Enis Đurković

Personal information
- Date of birth: 24 May 1989 (age 36)
- Place of birth: Kranj, SFR Yugoslavia
- Height: 1.85 m (6 ft 1 in)
- Position: Forward

Team information
- Current team: SC Reichenau/Falkert
- Number: 10

Youth career
- Zarica Kranj
- 0000–2006: Triglav Kranj
- 2006–2007: Sava Kranj
- 2007–2008: Triglav Kranj

Senior career*
- Years: Team / Apps / (Gls)
- 2008–2013: Triglav Kranj / 66 / (16)
- 2008–2009: → Sava Kranj (loan) / 23 / (12)
- 2009–2010: → Lesce (loan) / 16 / (4)
- 2010–2011: → Zarica Kranj (loan) / 20 / (8)
- 2013–2015: Olimpija Ljubljana / 17 / (2)
- 2015: → Radomlje (loan) / 14 / (2)
- 2015: → Celje (loan) / 14 / (2)
- 2016: Krško / 13 / (2)
- 2016–2017: Triglav Kranj / 18 / (5)
- 2017–2018: Pandurii Târgu Jiu / 10 / (0)
- 2018: SAK Klagenfurt / 13 / (8)
- 2018: SK Kühnsdorf / 15 / (20)
- 2019: GSC Liebenfels / 27 / (16)
- 2020-: SC Reichenau/Falkert / 54 / (47)

= Enis Đurković =

Slovenian footballer

Enis Đurković (born 24 May 1989) is a Slovenian professional footballer who plays as a forward for Austrian side SC Reichenau/Falkert.

==Club career==
Đurković started his career with Zarica Kranj from his hometown.

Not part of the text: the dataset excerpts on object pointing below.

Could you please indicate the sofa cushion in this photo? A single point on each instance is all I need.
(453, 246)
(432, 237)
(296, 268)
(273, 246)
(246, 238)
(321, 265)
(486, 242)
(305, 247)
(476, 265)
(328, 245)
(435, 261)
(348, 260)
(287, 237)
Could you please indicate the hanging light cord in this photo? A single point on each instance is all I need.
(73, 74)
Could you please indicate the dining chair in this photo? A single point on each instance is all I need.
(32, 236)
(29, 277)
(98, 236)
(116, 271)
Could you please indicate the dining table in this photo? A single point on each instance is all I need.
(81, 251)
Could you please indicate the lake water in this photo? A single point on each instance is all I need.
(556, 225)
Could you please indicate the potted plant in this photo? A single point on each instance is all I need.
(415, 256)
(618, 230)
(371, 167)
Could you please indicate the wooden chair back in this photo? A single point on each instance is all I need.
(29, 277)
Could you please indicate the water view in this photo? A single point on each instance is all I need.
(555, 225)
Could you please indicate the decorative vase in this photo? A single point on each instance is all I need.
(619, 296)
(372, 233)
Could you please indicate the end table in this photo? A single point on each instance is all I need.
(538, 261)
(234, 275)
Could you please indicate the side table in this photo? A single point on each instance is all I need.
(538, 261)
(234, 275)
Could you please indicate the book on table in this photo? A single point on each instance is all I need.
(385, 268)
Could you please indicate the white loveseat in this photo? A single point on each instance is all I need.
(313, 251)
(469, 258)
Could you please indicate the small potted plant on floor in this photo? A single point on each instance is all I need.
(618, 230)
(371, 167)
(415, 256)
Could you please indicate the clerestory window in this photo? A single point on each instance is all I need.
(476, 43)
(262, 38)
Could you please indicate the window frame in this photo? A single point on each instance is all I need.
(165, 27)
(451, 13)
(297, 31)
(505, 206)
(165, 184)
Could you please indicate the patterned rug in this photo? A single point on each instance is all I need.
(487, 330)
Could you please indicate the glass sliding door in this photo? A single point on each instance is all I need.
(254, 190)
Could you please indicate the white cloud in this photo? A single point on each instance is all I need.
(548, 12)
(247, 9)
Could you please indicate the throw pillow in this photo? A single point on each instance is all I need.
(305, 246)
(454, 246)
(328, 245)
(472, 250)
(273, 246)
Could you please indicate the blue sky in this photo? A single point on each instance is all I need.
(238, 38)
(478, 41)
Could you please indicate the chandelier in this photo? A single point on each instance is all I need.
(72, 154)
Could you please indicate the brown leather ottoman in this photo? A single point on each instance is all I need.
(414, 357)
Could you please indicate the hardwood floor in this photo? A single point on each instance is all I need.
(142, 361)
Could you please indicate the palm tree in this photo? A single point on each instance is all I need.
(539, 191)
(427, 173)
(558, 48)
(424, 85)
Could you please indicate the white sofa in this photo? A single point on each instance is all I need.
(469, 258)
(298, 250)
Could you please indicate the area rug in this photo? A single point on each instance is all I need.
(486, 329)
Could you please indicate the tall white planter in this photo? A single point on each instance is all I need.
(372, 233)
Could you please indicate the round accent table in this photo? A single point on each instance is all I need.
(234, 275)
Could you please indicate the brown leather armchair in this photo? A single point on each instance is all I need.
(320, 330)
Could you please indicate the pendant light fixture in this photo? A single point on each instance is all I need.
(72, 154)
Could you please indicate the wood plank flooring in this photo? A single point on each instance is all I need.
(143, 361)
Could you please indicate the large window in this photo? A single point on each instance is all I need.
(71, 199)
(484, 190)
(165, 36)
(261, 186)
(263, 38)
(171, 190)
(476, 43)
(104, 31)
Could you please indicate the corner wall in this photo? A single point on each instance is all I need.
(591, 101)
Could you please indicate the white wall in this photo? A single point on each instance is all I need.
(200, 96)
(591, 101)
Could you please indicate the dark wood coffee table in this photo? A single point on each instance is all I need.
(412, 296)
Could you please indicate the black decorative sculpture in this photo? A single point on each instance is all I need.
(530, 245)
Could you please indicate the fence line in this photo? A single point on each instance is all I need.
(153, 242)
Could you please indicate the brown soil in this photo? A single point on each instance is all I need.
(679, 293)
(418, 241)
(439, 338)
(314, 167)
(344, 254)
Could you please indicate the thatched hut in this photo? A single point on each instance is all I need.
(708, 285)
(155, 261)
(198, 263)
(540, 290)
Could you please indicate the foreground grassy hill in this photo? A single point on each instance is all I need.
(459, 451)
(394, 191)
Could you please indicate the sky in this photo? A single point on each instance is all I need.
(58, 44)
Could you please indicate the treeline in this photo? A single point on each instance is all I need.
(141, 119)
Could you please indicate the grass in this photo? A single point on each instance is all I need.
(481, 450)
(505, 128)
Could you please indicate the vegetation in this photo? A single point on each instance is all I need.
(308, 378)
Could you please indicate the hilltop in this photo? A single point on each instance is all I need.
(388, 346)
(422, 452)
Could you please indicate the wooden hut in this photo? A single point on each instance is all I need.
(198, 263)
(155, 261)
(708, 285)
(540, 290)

As a youngster he moved to another Kranj-based team, Triglav Kranj. In 2012–13, he won the best striker award in the Slovenian PrvaLiga alongside Nikola Nikezić and Marcos Tavares. In summer 2013 it was announced that Đurković signed a contract with Olimpija Ljubljana. In January 2015, Đurković signed a loan deal with Radomlje until the end of the 2014–15 season.